Invalid system calls when run under Take Command Console #31

Closed ClaireCJS closed 1 year ago

ClaireCJS commented 1 year ago

I use a lot of different command-lines, and yet, I don't think I've seen this happen before.

Whisper-faster.exe ends up sending commands to the command line under TCC command line, but not under CMD.EXE.

But I abandoned CMD.EXE back when it was command.com in 1988. TCC has been in constant development. So it's not some janky command line, even though most people haven't heard of it. It's really solid. So I'm wondering how this is happening.

There's some very niche incompatibility here because this is not something I've seen in decades of use.

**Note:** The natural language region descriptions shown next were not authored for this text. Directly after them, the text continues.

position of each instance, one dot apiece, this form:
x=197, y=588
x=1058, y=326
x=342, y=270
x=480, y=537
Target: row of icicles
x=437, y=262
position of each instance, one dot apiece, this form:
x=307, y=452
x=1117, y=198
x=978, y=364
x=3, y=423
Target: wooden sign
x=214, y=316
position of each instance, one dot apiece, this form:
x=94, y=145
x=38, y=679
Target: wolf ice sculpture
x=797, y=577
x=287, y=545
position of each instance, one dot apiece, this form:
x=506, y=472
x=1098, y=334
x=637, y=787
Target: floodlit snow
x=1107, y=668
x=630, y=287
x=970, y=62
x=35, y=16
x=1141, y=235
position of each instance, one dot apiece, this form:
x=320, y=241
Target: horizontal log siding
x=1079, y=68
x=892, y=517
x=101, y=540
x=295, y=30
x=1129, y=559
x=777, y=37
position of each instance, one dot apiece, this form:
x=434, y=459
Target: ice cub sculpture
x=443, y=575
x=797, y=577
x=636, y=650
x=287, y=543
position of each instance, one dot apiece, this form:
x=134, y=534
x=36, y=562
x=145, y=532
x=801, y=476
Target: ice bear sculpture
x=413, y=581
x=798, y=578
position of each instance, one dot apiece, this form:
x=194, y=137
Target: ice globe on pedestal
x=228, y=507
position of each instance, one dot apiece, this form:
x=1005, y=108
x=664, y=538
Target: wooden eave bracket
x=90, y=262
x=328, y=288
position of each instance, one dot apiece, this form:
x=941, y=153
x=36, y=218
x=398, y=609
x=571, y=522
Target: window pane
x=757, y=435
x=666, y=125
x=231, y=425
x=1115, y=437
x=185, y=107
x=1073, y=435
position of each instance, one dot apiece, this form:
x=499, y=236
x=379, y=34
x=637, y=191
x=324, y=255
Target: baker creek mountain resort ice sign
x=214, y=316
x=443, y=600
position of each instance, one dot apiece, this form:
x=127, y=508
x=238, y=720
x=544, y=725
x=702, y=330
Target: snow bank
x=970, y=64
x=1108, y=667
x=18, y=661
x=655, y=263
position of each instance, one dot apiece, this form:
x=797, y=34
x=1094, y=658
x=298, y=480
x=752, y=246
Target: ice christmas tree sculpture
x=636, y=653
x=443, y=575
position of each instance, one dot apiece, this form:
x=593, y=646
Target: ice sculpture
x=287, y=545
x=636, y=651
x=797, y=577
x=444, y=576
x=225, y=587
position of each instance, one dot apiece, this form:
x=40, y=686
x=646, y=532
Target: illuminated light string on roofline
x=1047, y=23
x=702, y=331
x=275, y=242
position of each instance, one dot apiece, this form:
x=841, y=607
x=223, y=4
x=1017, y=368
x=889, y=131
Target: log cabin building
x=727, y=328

Any idea if we can address it?

whisper-faster.exe --language en --verbose True --device cuda --model large --output_form
at all "14_The Water Is Wide.mp3"

Standalone Faster-Whisper r134 running on: CUDA

Number of visible GPU devices: 1

Supported compute types by GPU: {'float32', 'int8', 'int8_float16', 'float16'}

[2023-07-06 06:48:38.064] [ctranslate2] [thread 13552] [info] CPU: AuthenticAMD (SSE4.1=true, AVX=true, AVX2=true, AVX512=false)
[2023-07-06 06:48:38.064] [ctranslate2] [thread 13552] [info]  - Selected ISA: AVX2
[2023-07-06 06:48:38.064] [ctranslate2] [thread 13552] [info]  - Use Intel MKL: false
[2023-07-06 06:48:38.064] [ctranslate2] [thread 13552] [info]  - SGEMM backend: DNNL (packed: false)
[2023-07-06 06:48:38.064] [ctranslate2] [thread 13552] [info]  - GEMM_S16 backend: none (packed: false)
[2023-07-06 06:48:38.064] [ctranslate2] [thread 13552] [info]  - GEMM_S8 backend: DNNL (packed: false, u8s8 preferred: true)
[2023-07-06 06:48:38.064] [ctranslate2] [thread 13552] [info] GPU #0: NVIDIA GeForce RTX 3060 (CC=8.6)
[2023-07-06 06:48:38.064] [ctranslate2] [thread 13552] [info]  - Allow INT8: true
[2023-07-06 06:48:38.064] [ctranslate2] [thread 13552] [info]  - Allow FP16: true (with Tensor Cores: true)
[2023-07-06 06:48:52.199] [ctranslate2] [thread 13552] [info] Using CUDA allocator: cuda_malloc_async
[2023-07-06 06:48:53.037] [ctranslate2] [thread 13552] [info] Loaded model C:\UTIL2\_models\faster-whisper-large-v2 on device cuda:0
[2023-07-06 06:48:53.037] [ctranslate2] [thread 13552] [info]  - Binary version: 6
[2023-07-06 06:48:53.037] [ctranslate2] [thread 13552] [info]  - Model specification revision: 3
[2023-07-06 06:48:53.037] [ctranslate2] [thread 13552] [info]  - Selected compute type: int8

Model loaded in: 15.06 seconds
Estimating duration from bitrate, this may be inaccurate

Processing audio with duration 03:16.650

VAD filter removed 00:41.630 of audio
VAD filter kept the following audio segments: [00:00.000 -> 01:36.324], [02:03.836 -> 03:02.532]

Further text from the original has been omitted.